Three books I would recommend are Simon vs the Homosapiens Agenda, Leah on the Offbeat and What if it's Us. They could easily be dismissed as too teen-ish but I have read them all in my early 20s and really enjoyed them. I would also recommend anything generally by Becky Albertalli.

Regarding Leah on the Offbeat, I believe that it first and foremost tackles an issue which is not prevalent enough in society - women’s sexuality. It is what stood out to me about this read that separates it from its counterparts. Dealing with LGBT+ matters in fiction is fantastic in itself, but we seem to be slipping into a habit of covering 90% gay men’s issues and barely a fraction of popular culture encompasses the experiences of the rest of the spectrum.

It covers this spectrum exceedingly well because the plot is extremely easy to follow for anyone, no matter how they identify. Friend drama is extremely safe ground for the basis of a book, as it has undoubtedly aided countless amounts of books in their quest for sales, and this is a key aspect of Leah on the Offbeat. Following on from Love, Simon, in which she is a key part of Simon’s big secret, Leah finds that her own position within the group is not so sure either and commences a big journey of self-discovery. Deep down, we all love a bit of gossip and what better way to explore new horizons of LGBT+ issues whilst doing so?

In summary, I would recommend this book as it tackles so-far relatively unchartered horizons in modern popular literature and does so in a way that is not taxing, nor revolutionary, making it an educational joy to read for the audience. For LGBT+ History Month, give it a try.


Pete Green, Department of Journalism Studies, has compiled a list of poetry recommendations for this month's theme of poetry, prose and plays

Mary Jean Chan, Flèche (Faber, 2019)

This stunning debut collection – my favourite book of last year – mulls the complexities of the poet's identity and circumstances as a queer woman of Hong Kong Chinese heritage living in the UK. Its measured tone and super-precise diction and imagery give Flèche incredible emotional power. Read it. Then read it again and talk about it with me.
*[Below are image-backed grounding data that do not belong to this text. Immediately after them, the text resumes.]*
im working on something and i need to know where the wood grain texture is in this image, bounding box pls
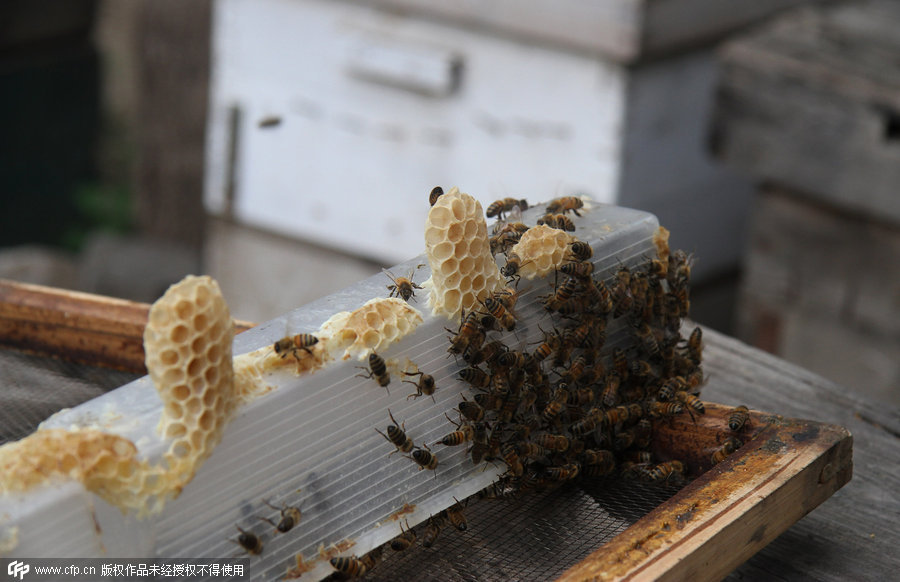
[712,0,900,225]
[0,279,255,373]
[559,403,852,581]
[702,326,898,582]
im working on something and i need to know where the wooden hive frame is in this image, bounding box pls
[559,403,852,581]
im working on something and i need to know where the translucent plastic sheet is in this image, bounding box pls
[1,201,664,581]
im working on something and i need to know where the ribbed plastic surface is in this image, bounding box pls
[1,201,659,581]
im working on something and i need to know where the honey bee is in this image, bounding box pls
[259,499,302,533]
[329,556,368,578]
[385,265,425,302]
[686,326,703,363]
[668,250,692,289]
[634,322,660,357]
[231,525,263,555]
[569,409,602,437]
[582,449,616,476]
[588,279,614,315]
[501,443,524,477]
[501,252,525,279]
[410,444,439,472]
[612,266,634,317]
[473,392,504,411]
[458,395,485,422]
[482,296,516,331]
[258,115,283,128]
[516,441,549,460]
[464,339,505,366]
[535,433,570,452]
[542,385,569,423]
[620,461,655,481]
[537,213,576,231]
[389,521,416,552]
[545,462,580,481]
[531,332,561,363]
[649,401,684,418]
[492,286,520,311]
[600,373,621,407]
[376,409,414,456]
[568,240,593,261]
[711,437,743,465]
[728,405,750,432]
[629,359,654,379]
[675,391,705,416]
[389,519,417,551]
[486,197,529,220]
[490,230,522,255]
[421,515,443,548]
[497,391,522,424]
[356,352,390,392]
[469,422,491,464]
[459,366,491,389]
[402,370,436,402]
[648,257,668,280]
[543,277,579,312]
[657,376,687,401]
[273,333,318,360]
[429,186,444,206]
[604,403,643,427]
[448,309,485,355]
[546,196,584,216]
[445,497,468,531]
[562,354,594,388]
[559,260,594,279]
[648,460,685,484]
[436,420,475,447]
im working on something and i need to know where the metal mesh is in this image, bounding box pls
[0,350,139,445]
[364,478,683,582]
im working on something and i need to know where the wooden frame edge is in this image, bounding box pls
[557,404,853,581]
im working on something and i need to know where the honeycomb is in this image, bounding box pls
[143,275,236,484]
[321,297,423,361]
[508,224,577,279]
[0,429,142,508]
[424,187,503,318]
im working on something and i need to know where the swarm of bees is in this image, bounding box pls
[437,194,707,498]
[268,192,752,580]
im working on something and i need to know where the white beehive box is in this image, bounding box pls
[204,0,815,302]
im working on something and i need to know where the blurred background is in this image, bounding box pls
[1,0,897,407]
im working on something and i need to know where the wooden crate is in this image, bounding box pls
[561,403,852,581]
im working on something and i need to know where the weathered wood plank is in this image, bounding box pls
[699,326,900,582]
[712,1,900,225]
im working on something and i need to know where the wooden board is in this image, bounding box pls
[559,403,851,581]
[0,279,255,373]
[712,0,900,226]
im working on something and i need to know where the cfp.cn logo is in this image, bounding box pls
[7,561,29,580]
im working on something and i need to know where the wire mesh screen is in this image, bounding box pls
[0,350,140,445]
[363,478,683,582]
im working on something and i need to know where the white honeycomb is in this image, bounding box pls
[0,428,144,508]
[509,224,578,279]
[143,275,236,484]
[320,297,423,361]
[424,187,503,318]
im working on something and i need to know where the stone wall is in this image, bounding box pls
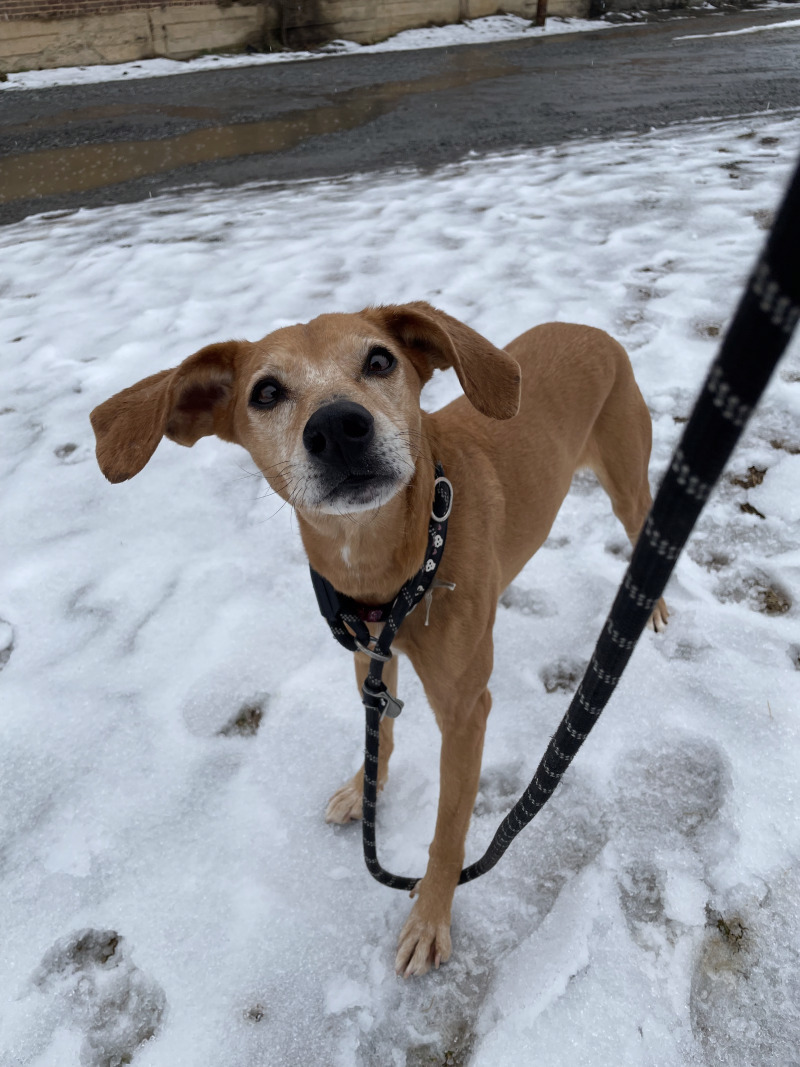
[0,0,590,74]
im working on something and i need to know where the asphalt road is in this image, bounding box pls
[1,6,799,225]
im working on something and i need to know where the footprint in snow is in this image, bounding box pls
[500,776,610,928]
[611,733,732,929]
[539,658,585,694]
[0,618,14,670]
[32,928,166,1067]
[715,570,792,616]
[54,442,83,464]
[691,867,800,1065]
[498,584,557,618]
[474,762,527,817]
[613,733,730,846]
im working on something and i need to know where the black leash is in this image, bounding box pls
[311,467,454,889]
[311,466,454,725]
[313,152,800,892]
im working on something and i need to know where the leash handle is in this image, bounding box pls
[362,149,800,891]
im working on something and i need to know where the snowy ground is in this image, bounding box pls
[674,14,800,37]
[1,110,799,1066]
[0,13,616,92]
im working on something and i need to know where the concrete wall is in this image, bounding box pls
[0,0,590,74]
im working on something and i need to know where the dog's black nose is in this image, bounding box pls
[303,401,375,470]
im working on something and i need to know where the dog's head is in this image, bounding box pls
[90,302,521,514]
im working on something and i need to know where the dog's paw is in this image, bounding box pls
[325,779,363,824]
[648,597,669,632]
[395,905,452,978]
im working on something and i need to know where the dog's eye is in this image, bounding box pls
[249,377,284,409]
[364,346,396,376]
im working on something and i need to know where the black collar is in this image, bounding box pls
[309,462,453,657]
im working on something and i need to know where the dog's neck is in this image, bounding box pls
[296,455,436,605]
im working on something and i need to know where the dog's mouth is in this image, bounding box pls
[294,426,416,515]
[328,468,395,498]
[315,466,403,513]
[339,471,376,486]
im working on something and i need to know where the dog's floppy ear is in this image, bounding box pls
[366,302,521,420]
[90,341,242,483]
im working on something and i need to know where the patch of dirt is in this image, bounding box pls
[770,437,800,454]
[757,584,791,616]
[739,502,766,520]
[696,321,722,339]
[219,700,265,736]
[687,543,733,572]
[717,572,791,616]
[407,1021,475,1066]
[730,466,766,489]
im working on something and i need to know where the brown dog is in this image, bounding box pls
[90,303,667,978]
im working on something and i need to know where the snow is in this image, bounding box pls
[1,109,800,1065]
[675,16,800,38]
[0,13,616,92]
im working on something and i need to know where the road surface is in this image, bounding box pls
[1,6,798,224]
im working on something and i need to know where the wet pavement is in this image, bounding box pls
[1,6,798,224]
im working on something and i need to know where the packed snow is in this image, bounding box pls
[0,13,616,92]
[675,15,800,38]
[1,110,799,1066]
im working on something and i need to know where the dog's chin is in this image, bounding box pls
[314,472,405,515]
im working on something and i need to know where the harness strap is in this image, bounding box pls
[310,463,453,663]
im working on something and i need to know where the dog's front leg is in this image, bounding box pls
[326,653,397,824]
[395,676,491,978]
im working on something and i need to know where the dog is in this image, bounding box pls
[90,302,667,978]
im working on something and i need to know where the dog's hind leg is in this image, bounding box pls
[582,349,669,632]
[325,653,397,824]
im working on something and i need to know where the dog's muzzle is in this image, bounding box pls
[303,400,375,474]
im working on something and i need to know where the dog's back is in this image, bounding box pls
[432,322,651,588]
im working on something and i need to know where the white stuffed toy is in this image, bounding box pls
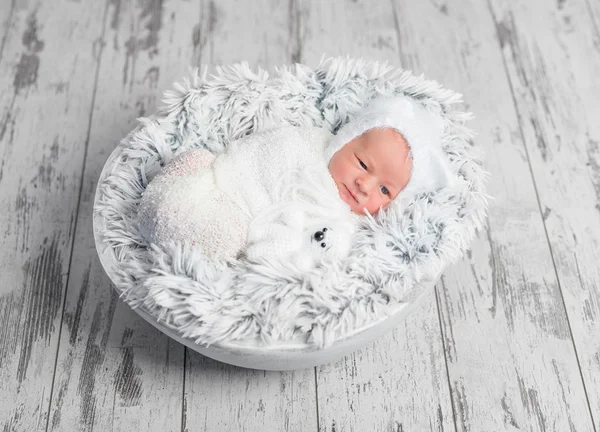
[244,166,358,271]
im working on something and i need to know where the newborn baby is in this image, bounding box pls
[328,127,412,214]
[138,95,454,264]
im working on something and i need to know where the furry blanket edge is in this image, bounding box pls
[93,57,489,348]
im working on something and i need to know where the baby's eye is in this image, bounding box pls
[380,185,390,195]
[359,160,367,170]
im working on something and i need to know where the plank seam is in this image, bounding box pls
[389,0,406,65]
[288,0,302,63]
[181,347,187,432]
[43,1,112,431]
[583,0,600,42]
[314,367,321,432]
[435,282,459,432]
[484,1,598,430]
[0,0,16,65]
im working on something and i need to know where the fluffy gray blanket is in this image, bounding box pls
[93,57,488,348]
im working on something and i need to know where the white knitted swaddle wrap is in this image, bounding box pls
[138,150,250,260]
[138,127,339,260]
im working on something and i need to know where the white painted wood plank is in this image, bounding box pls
[315,298,453,432]
[385,0,596,430]
[301,2,455,431]
[0,1,106,430]
[186,352,317,432]
[299,1,400,64]
[488,0,600,427]
[191,0,294,69]
[182,2,317,431]
[47,0,201,430]
[0,0,16,64]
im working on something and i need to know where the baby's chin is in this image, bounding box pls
[351,200,385,215]
[343,196,377,215]
[355,206,382,215]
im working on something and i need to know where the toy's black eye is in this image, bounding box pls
[323,228,328,232]
[321,243,326,248]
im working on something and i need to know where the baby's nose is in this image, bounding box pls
[357,175,376,194]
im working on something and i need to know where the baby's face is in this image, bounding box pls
[328,128,412,214]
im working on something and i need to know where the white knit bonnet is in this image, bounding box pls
[325,95,455,204]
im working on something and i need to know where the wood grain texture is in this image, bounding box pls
[182,2,317,431]
[185,352,317,432]
[1,1,598,431]
[191,0,295,69]
[0,0,16,64]
[0,1,105,430]
[299,0,398,63]
[387,0,596,430]
[301,2,455,431]
[315,298,454,432]
[46,0,200,430]
[488,0,600,427]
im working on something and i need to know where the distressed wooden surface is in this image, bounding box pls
[185,352,317,432]
[0,1,106,431]
[387,0,597,430]
[315,298,454,432]
[301,2,454,431]
[1,0,599,431]
[191,0,294,68]
[488,0,600,427]
[45,1,195,430]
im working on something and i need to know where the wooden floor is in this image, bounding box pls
[1,0,599,430]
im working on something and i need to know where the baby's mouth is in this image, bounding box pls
[343,184,358,203]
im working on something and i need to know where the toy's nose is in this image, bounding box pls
[314,231,325,241]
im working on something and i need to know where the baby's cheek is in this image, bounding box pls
[362,202,379,215]
[366,197,390,214]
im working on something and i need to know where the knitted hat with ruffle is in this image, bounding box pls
[324,95,455,203]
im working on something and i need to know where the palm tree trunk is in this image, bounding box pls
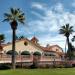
[66,36,71,59]
[12,29,16,69]
[65,39,67,54]
[67,37,69,51]
[0,41,1,46]
[64,39,67,67]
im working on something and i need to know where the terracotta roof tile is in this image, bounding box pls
[2,37,64,55]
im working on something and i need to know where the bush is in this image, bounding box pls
[55,65,65,68]
[30,64,38,69]
[0,64,11,70]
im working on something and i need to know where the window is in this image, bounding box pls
[6,50,18,55]
[44,51,56,57]
[33,51,41,56]
[24,41,28,46]
[21,51,30,55]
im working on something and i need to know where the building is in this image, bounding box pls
[0,37,64,65]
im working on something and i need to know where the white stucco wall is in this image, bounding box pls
[3,40,43,54]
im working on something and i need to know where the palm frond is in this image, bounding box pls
[10,8,14,15]
[3,8,25,24]
[14,9,18,15]
[3,13,13,22]
[4,13,12,18]
[3,18,10,22]
[18,19,25,24]
[59,24,74,37]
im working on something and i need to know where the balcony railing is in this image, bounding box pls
[0,54,63,64]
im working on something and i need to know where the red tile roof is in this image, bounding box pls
[40,45,64,55]
[2,37,64,55]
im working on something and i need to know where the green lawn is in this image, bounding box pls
[0,68,75,75]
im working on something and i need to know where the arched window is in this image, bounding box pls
[6,50,18,55]
[44,51,56,57]
[21,51,30,55]
[45,53,55,56]
[33,51,41,56]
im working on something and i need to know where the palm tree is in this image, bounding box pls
[3,8,25,69]
[59,24,74,59]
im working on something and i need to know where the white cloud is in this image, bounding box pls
[38,34,66,50]
[5,2,75,52]
[29,2,75,51]
[52,3,64,13]
[31,11,44,19]
[31,2,46,10]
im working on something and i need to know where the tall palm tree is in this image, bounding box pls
[3,8,25,69]
[59,24,74,59]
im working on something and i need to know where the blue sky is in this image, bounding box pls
[0,0,75,51]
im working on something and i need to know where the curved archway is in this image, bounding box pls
[33,51,41,56]
[21,51,30,55]
[6,50,18,55]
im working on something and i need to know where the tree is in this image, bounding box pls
[19,35,25,40]
[0,34,5,45]
[3,8,25,69]
[0,34,5,52]
[59,24,74,59]
[67,42,75,59]
[15,35,19,40]
[15,35,25,40]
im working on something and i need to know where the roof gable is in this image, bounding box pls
[3,38,43,52]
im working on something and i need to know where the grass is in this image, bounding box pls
[0,68,75,75]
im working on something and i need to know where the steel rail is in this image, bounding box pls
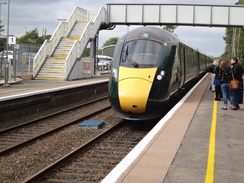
[0,96,108,133]
[0,97,110,155]
[22,121,124,183]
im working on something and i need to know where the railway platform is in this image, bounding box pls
[102,74,244,183]
[0,75,109,123]
[0,75,109,101]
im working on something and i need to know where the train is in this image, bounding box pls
[108,27,213,120]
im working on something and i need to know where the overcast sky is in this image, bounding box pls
[0,0,239,57]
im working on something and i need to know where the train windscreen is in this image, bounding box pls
[120,40,161,68]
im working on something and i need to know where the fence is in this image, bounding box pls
[0,44,41,80]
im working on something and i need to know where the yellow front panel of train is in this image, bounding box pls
[118,67,157,113]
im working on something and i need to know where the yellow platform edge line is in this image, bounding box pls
[205,99,217,183]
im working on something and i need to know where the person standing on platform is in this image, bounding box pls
[229,57,243,110]
[213,59,223,101]
[218,60,232,110]
[207,59,219,92]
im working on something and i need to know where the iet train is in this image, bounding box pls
[108,27,212,120]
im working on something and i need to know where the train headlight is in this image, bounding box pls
[160,71,165,76]
[112,68,118,81]
[157,70,165,80]
[157,75,163,80]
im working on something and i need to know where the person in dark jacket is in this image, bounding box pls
[218,60,232,110]
[229,57,243,110]
[214,59,223,101]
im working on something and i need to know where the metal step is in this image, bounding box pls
[35,76,65,80]
[37,72,65,77]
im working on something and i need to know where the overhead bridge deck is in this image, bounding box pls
[107,4,244,28]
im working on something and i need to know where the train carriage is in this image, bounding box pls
[109,27,212,120]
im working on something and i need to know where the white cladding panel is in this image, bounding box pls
[212,7,229,25]
[127,5,143,23]
[144,5,160,23]
[109,5,126,22]
[177,6,194,24]
[160,5,177,23]
[107,4,244,27]
[194,6,211,25]
[229,7,244,25]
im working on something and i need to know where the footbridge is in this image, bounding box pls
[33,4,244,80]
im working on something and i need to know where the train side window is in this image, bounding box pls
[112,40,124,68]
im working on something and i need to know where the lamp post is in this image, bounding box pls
[0,2,7,22]
[3,0,10,87]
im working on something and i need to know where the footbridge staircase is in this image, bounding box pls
[33,7,106,80]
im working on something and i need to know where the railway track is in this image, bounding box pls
[23,120,157,182]
[0,97,110,155]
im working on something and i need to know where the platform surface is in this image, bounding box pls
[0,75,109,101]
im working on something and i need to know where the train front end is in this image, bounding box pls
[109,27,180,120]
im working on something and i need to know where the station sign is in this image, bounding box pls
[8,36,16,45]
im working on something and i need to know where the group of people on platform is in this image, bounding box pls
[207,57,243,110]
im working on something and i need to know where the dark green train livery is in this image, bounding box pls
[109,27,212,120]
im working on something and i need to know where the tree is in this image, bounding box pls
[0,21,4,34]
[17,28,51,45]
[0,20,5,51]
[163,25,177,33]
[83,48,90,57]
[102,37,119,47]
[222,0,244,61]
[236,0,244,5]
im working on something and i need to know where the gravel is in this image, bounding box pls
[0,109,122,183]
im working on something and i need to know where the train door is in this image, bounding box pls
[196,51,200,75]
[204,55,207,69]
[179,43,186,85]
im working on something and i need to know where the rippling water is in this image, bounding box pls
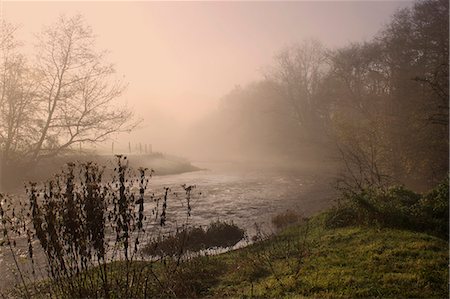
[144,162,335,235]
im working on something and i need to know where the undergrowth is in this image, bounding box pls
[325,180,449,238]
[0,155,213,298]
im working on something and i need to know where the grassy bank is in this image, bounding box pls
[2,152,201,191]
[31,153,201,177]
[15,212,447,298]
[199,182,449,298]
[200,215,448,298]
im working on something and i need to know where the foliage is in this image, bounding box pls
[325,180,449,238]
[414,180,449,236]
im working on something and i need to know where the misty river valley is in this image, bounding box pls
[0,0,448,296]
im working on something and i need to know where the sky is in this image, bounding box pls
[1,0,413,154]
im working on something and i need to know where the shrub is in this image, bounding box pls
[271,210,303,230]
[206,220,246,248]
[0,156,197,298]
[414,180,449,236]
[143,221,245,257]
[325,180,449,238]
[324,204,360,228]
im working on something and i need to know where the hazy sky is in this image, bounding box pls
[2,1,413,154]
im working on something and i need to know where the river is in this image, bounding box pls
[146,161,336,235]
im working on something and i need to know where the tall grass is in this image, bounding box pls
[0,155,211,298]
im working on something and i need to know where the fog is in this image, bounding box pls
[2,0,411,158]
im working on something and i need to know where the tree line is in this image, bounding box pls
[0,0,447,191]
[193,0,448,191]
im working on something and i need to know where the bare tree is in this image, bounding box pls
[0,16,137,189]
[327,43,398,189]
[0,21,38,173]
[266,39,328,142]
[29,15,136,162]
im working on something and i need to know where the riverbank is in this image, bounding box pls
[1,153,201,192]
[201,213,448,298]
[8,210,447,298]
[2,165,447,298]
[0,161,337,293]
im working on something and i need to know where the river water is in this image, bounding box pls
[0,161,337,291]
[146,161,336,235]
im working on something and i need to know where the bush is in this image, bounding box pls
[271,210,303,230]
[143,221,245,257]
[324,204,360,228]
[414,180,449,236]
[325,180,449,238]
[206,220,246,248]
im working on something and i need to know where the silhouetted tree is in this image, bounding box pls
[0,15,137,188]
[31,15,136,162]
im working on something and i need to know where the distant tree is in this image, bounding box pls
[185,0,448,190]
[325,42,394,189]
[190,81,303,160]
[381,0,449,127]
[266,39,329,143]
[0,21,38,178]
Ian Humphreys, Zebra (Nine Arches, 2019)

Humphreys' wonderful collection has been feted as an elegy for the gay club scenes of the 1980s and the beautiful lost boys who inhabited them. It also nails the homophobia that persists in today's cultural mainstream, explores contrast and otherness more widely, and records the humble minutiae of urban and not-quite-urban dereliction. I love it.

Stephanie Burt, Advice From The Lights (Graywolf, 2017)

In the same year as she transitioned, influential critic and Harvard professor Stephanie Burt published her fourth collection of poetry. Touching, playful and keenly observed, Advice from the Lights is notable for episodes from the poet's imagined girlhood and cultural references that range from Callimachus to Taylor Swift.